1984 wurde in Marburg-Elnhausen das Wiesenhaus als Kleinstheim gegründet, das bis zu sechs Kinder und Jugendliche im Schulalter beherbergte.1989 kam das Sonnenhaus hinzu, das sechs Kinder mit Schwerst-Mehrfachbehinderung im Alter von 9 Monaten bis 13 Jahren aufnahm.
Durch das Heranwachsen der Kinder aus dem Sonnenhaus und wegen gezielter Aufnahmeanfragen ergab sich der Wunsch nach Erweiterung. Zugleich meldete der Landeswohlfahrtsverband Hessen einen besonderen Bedarf an Einrichtungen an, in denen Kinder nach Folgezuständen von schweren Schädel-Hirntraumata, Pflege, Therapie und Eingliederungshilfe erhalten können. Diese Aufgabe sprach uns aufgrund unserer bisher gemachten Erfahrungen mit Kindern und Jugendlichen in besonderen Lebenslagen an. Die Idee der Heilpädagogischen Gemeinschaft Kirchhain war geboren.

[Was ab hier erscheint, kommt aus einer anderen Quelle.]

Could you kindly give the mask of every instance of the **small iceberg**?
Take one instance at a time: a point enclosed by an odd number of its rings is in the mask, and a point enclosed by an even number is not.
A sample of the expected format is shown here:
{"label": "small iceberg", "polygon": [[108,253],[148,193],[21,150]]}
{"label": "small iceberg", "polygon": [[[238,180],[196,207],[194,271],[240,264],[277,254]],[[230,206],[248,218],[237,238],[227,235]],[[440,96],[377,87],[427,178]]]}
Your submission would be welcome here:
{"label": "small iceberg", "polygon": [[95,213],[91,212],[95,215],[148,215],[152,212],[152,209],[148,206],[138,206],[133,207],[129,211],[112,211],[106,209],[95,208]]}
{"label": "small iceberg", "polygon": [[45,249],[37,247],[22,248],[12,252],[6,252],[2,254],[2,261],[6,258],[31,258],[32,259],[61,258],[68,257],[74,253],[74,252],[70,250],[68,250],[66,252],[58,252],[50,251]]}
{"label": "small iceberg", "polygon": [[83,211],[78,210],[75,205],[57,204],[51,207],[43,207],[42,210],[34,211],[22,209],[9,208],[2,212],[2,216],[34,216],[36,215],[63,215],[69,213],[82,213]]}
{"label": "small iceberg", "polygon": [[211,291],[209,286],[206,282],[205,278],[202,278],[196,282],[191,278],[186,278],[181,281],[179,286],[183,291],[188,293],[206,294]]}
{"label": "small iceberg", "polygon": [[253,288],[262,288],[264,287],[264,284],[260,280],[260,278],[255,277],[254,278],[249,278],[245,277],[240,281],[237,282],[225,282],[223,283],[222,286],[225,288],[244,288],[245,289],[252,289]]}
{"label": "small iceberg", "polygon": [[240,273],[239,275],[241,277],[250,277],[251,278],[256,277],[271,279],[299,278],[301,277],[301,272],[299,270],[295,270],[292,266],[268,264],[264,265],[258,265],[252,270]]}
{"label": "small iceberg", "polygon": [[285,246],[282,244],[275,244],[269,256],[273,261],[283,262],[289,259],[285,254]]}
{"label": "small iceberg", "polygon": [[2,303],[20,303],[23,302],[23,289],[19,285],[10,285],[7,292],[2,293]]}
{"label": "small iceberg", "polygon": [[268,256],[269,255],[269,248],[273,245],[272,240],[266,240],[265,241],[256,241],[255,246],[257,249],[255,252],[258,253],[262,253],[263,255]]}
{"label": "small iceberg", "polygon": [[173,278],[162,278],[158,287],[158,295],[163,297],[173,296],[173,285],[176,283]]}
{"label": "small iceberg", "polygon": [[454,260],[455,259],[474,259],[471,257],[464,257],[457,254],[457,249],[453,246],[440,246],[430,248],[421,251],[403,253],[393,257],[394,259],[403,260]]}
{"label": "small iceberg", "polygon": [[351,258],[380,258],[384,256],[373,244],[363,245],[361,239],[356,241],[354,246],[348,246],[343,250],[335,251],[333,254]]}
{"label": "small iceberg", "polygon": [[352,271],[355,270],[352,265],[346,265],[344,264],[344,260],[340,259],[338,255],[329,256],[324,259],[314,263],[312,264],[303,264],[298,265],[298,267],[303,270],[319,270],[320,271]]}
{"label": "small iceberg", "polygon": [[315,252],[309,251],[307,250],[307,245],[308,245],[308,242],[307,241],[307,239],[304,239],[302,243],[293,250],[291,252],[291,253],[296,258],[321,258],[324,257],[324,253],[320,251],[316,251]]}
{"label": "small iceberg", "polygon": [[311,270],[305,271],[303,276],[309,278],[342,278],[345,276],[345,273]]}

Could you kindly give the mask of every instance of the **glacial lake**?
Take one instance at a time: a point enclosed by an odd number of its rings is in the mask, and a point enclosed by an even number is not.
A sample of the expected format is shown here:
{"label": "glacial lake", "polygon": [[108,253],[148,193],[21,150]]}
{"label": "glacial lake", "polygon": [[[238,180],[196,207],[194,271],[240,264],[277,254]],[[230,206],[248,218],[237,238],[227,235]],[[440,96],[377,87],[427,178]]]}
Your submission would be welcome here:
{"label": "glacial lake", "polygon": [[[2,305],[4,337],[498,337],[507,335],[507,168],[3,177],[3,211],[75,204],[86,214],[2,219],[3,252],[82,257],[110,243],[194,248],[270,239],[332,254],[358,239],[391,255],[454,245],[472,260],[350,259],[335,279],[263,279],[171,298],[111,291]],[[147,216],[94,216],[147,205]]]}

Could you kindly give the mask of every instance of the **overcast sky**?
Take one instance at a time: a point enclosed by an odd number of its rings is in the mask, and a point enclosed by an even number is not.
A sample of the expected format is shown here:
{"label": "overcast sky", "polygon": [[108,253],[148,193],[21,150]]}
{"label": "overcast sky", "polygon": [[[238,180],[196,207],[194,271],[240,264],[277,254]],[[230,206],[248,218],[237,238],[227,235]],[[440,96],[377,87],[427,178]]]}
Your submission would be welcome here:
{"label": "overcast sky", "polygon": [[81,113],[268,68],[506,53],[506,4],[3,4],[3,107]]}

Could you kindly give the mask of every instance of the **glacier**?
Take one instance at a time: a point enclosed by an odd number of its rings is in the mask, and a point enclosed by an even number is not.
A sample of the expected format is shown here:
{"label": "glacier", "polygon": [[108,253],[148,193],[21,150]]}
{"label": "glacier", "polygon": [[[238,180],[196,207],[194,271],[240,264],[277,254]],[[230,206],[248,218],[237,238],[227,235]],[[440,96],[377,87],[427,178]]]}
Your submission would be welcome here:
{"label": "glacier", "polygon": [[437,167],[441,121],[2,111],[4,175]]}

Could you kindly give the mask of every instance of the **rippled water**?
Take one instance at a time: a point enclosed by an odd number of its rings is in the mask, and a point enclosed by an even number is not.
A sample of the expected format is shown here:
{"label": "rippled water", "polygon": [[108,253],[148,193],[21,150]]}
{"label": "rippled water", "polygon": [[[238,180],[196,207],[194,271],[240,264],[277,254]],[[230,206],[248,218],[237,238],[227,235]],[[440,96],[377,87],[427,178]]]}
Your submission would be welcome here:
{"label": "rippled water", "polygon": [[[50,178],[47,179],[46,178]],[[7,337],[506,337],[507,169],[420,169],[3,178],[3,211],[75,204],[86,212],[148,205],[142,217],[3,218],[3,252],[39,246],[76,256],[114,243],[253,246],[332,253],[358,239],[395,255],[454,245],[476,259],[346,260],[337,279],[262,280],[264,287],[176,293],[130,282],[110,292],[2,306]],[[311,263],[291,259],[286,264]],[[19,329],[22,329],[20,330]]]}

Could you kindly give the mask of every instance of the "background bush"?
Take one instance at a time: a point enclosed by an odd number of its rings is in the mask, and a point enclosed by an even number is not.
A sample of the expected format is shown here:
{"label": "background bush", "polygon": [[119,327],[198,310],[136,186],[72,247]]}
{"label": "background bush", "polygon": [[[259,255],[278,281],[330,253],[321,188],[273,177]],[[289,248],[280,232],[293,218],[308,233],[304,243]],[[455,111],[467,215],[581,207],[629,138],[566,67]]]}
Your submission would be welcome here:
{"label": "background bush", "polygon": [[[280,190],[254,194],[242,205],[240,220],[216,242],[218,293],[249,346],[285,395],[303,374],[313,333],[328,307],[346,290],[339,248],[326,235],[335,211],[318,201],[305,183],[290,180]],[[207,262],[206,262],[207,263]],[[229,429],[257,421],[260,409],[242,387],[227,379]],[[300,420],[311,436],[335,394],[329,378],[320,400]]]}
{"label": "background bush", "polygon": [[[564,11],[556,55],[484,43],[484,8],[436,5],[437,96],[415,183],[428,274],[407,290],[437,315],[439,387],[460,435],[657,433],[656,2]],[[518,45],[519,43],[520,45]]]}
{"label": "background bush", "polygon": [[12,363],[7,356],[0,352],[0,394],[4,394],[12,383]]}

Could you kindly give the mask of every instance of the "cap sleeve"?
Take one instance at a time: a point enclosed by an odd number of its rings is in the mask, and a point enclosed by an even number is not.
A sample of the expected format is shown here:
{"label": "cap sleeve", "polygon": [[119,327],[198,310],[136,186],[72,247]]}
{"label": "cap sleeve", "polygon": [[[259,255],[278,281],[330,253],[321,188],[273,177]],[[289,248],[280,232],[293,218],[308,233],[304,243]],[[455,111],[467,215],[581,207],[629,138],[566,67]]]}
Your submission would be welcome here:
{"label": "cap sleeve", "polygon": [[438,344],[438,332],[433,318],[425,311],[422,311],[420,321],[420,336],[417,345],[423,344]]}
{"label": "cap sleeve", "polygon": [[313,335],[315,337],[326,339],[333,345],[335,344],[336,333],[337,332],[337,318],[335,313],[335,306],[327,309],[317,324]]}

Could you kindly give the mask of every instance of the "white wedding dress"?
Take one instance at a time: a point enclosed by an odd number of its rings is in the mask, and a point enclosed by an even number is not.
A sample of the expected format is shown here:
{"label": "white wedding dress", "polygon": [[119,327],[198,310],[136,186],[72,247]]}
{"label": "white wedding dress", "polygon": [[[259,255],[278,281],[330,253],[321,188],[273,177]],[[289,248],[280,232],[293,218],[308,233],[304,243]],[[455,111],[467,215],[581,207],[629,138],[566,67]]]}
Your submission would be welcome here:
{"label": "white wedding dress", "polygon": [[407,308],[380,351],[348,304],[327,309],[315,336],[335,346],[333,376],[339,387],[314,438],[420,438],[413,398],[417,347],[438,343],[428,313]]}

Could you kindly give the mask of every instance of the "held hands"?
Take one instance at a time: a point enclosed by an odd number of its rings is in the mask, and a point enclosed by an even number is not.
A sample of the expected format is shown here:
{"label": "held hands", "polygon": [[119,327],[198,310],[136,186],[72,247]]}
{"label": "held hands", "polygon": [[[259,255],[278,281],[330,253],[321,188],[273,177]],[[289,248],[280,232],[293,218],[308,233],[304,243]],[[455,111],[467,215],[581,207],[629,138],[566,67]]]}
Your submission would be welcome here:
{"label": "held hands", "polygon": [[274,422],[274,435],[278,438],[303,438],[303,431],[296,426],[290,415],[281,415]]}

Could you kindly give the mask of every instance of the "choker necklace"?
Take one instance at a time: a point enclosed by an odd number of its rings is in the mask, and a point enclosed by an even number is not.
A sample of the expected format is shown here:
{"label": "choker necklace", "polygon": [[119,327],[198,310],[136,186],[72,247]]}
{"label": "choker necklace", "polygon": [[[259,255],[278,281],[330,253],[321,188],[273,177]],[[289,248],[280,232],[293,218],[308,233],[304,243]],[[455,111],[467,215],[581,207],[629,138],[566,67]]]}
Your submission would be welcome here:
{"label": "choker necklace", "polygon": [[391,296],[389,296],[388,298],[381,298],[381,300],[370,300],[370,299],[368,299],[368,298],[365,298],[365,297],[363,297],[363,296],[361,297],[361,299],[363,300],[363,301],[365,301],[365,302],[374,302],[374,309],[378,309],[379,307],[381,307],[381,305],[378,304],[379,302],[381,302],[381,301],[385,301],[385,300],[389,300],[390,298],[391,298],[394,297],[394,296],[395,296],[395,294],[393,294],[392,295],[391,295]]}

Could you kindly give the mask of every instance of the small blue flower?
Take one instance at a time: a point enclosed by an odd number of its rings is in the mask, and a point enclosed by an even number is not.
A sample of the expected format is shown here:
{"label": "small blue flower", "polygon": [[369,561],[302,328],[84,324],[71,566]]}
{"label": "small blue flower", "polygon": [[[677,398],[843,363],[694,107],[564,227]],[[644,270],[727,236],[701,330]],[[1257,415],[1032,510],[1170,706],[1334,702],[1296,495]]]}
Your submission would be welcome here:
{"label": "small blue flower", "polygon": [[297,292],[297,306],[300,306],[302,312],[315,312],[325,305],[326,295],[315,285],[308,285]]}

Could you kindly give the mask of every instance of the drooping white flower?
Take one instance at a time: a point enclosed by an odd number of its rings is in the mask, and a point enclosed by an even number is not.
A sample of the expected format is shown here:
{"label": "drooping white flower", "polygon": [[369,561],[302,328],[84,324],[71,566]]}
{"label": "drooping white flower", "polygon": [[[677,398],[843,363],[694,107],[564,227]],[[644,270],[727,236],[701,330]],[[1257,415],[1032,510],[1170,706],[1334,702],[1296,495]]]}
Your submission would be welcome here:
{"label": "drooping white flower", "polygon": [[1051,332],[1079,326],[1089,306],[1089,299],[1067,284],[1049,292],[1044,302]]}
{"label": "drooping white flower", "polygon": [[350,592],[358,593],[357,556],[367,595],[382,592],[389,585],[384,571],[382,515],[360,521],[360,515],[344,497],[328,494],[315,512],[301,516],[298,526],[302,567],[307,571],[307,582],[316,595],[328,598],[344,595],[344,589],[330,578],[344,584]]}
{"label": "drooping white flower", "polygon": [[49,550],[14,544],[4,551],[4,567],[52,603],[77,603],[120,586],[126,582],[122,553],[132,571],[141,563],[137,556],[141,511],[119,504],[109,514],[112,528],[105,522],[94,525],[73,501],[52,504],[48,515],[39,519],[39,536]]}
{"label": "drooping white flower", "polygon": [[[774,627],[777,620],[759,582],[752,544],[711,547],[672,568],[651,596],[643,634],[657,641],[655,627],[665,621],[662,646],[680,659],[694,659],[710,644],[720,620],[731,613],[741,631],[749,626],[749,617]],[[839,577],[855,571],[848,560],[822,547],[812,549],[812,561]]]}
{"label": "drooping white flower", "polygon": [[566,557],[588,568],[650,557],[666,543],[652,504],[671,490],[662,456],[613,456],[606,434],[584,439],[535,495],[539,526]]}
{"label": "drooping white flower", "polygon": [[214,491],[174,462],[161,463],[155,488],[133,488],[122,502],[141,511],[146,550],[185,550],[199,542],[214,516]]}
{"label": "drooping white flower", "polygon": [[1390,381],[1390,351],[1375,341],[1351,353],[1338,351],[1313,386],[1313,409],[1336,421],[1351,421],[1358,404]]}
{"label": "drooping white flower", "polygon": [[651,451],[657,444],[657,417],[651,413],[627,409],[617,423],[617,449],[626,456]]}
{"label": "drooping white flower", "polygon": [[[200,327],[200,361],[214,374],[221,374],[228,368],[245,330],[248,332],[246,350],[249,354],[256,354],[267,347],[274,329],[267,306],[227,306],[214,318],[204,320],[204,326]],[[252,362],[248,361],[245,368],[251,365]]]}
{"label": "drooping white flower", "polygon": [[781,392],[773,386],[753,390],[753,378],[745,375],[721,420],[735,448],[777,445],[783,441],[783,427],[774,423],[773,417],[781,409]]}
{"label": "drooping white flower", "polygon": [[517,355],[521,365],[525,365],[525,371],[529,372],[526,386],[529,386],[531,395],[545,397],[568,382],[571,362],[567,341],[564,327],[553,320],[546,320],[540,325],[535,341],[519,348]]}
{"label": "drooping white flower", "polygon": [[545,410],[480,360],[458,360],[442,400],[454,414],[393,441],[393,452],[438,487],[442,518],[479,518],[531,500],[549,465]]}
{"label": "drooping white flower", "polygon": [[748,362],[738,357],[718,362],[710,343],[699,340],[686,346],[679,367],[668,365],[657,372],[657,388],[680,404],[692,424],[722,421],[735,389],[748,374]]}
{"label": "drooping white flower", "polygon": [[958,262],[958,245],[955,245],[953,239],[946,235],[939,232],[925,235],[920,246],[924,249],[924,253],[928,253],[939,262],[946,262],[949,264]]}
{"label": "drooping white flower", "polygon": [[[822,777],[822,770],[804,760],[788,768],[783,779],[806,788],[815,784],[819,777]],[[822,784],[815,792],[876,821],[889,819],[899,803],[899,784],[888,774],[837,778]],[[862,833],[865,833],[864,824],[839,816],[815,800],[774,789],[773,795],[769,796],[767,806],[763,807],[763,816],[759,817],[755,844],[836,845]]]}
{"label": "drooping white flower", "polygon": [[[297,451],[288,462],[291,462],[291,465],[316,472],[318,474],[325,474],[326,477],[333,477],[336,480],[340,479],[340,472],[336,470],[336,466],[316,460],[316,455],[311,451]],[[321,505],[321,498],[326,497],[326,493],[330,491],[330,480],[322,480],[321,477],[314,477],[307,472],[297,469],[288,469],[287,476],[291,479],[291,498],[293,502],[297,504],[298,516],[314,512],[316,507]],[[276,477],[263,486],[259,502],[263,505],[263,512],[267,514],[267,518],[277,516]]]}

In der Folgezeit fand sich in Kirchhain ein Grundstück. Am 17.11.1998 fand der erste Spatenstich statt, am 22.04.1999 die Grundsteinlegung, am 27.08.1999 war Richtfest. Das erste der drei Gebäude wurde im Juni 2000 bezogen. Seit Januar 2003 sind alle Häuser voll belegt.